Were the position contended for by the alleged bankrupt to be upheld it would at once be the effective means of defeating the exclusive jurisdiction of the bankruptcy courts. It would enable directors *649 whose administration brought a corporation to its insolvent plight to take charge of the corporate assets and their distribution to the exclusion of creditors and deny the latter the right to select their own trustee. It would provide a neat way for derelict directors to gain immunity from the investigative and discovery techniques and summary procedures set up under the Bankruptcy Act. In sum, it would deprive creditors of the comprehensive powers of the Bankruptcy Act aimed at the expeditious recovery of assets which may have been diverted or transferred from an insolvent estate. The history of the Bankruptcy Act makes it clear that no such untoward result was contemplated by § 3, sub. a (5).

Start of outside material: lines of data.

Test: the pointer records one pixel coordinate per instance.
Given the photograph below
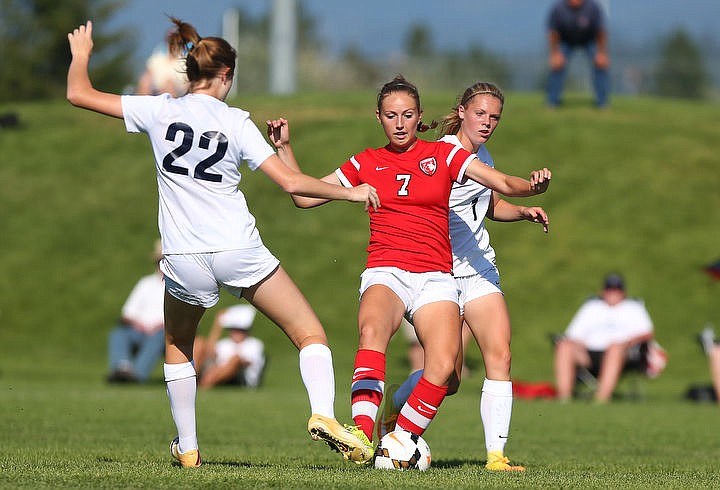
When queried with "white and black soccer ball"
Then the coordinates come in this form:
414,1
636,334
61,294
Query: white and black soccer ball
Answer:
402,450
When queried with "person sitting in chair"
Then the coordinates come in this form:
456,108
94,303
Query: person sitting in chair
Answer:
607,335
238,359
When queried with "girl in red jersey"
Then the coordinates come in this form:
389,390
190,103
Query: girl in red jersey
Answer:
409,266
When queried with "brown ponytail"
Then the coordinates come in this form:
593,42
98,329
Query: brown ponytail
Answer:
205,57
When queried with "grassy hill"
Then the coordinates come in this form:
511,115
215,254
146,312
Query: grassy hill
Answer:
635,189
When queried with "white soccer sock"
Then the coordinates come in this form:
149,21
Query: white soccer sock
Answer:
403,392
182,388
317,373
495,411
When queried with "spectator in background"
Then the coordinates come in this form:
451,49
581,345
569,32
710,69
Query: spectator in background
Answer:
237,359
164,72
607,334
137,343
577,24
710,345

The report of the Referee is confirmed.

NOTES

[1] The section reads: "* * * such corporation by its board of directors shall proceed to adjust and wind up its business and affairs with power to carry out its contracts and to sell its assets at public or private sale, and to apply the same in discharge of its liabilities and obligations and, after paying and adequately providing for the payment of such liabilities and obligations, to distribute the remainder of its assets among its stockholders, according to their respective rights and interests. * * *"

[2] Pepper v. Litton, 308 U.S. 295, 60 S. Ct. 238, 84 L. Ed. 281; Geddes v. Anaconda Copper Mining Co., 254 U.S. 590, 599, 41 S. Ct. 209, 65 L. Ed. 425; Kavanaugh v. Kavanaugh Knitting Co., 226 N.Y. 185, 193, 123 N.E. 148.

[3] Blaustein v. Pan American Petroleum & Transport Co., 263 A.D. 97, 31 N. Y.S.2d 934; Fletcher Cyclopedia Corporations, Permanent Ed., Vol. 3, § 838, p. 173.

[4] Pepper v. Litton, 308 U.S. 295, 307, 60 S. Ct. 238, 84 L. Ed. 281; Equity Corp. v. Groves, 294 N.Y. 8, 12, 60 N.E.2d 19.

[5] Subdivision 12 of § 105 of the New York Stock Corporation Law provides: "Notwithstanding the termination of the corporate existence of the corporation, any valid and subsisting claims and demands which shall have been filed as provided in paragraph ten of this section may be prosecuted, and any suits pending at the date of such termination of existence may proceed, against the surviving directors, as trustees, who may continue to be sued in the corporate name."

[6] Bristol Mfg. Corporation v. Elk Textile Co., Inc., 209 A.D. 95, 204 N.Y.S. 427, 430.

[7] Sanitary Brass Works, Inc., v. Rubin & Marcus, Inc., 110 Misc. 565, 180 N.Y.S. 619, 620.

[8] Asphalt Paving & Contracting Co. v. City of New York, 149 A.D. 622, 134 N.Y.S. 433, 439; Bank of New York v. Kennedy, 183 Misc. 819, 54 N.Y.S.2d 122, affirmed 269 A.D. 747, 55 N.Y.S.2d 115.

[9] Marine Trust Co. of Buffalo v. Tralles, 147 Misc. 426, 263 N.Y.S. 750, 753.

[10] Steinhardt Import Corporation v. Levy, 174 Misc. 184, 185, 20 N.Y.S.2d 360, 361, cited with approval in In re Flexlite Corporation, 180 Misc. 718, 43 N.Y.S.2d 948, 949. See also: John H. Giles Dyeing Mach. Co. v. Klauder-Weldon Dyeing Mach. Co., 233 N.Y. 470, 476, 135 N.E. 854; In re Friedman, 177 A.D. 755, 164 N.Y.S. 892; Atlantic Dredging Co. v. Beard, 145 A.D. 342, 130 N.Y.S. 4.

[11] In re Flexlite Corporation, 180 Misc. 718, 43 N.Y.S.2d 948; Bristol Mfg. Corporation v. Elk Textile Co., Inc., 209 A.D. 95, 204 N.Y.S. 427.

[12] In re Watts & Sachs, 190 U.S. 1, 27, 23 S. Ct. 718, 724, 47 L. Ed. 933.

[13] Cf. Cabell v. Markham, 2 Cir., 148 F.2d 737, affirmed 326 U.S. 404, 66 S. Ct. 193, 90 L. Ed. 165.

[14] Cf. 1 Collier on Bankruptcy, 14 Ed., p. 478; 1 Remington on Bankruptcy, 5th Ed., § 160.

[15] Cf. Elfast v. Lamb, 2 Cir., 111 F.2d 434; In re Hercules Atkin Co., D.C.Pa., 133 F. 813.

[16] Cf. Pepper v. Litton, 308 U.S. 295, 304, 60 S. Ct. 238, 84 L. Ed. 281.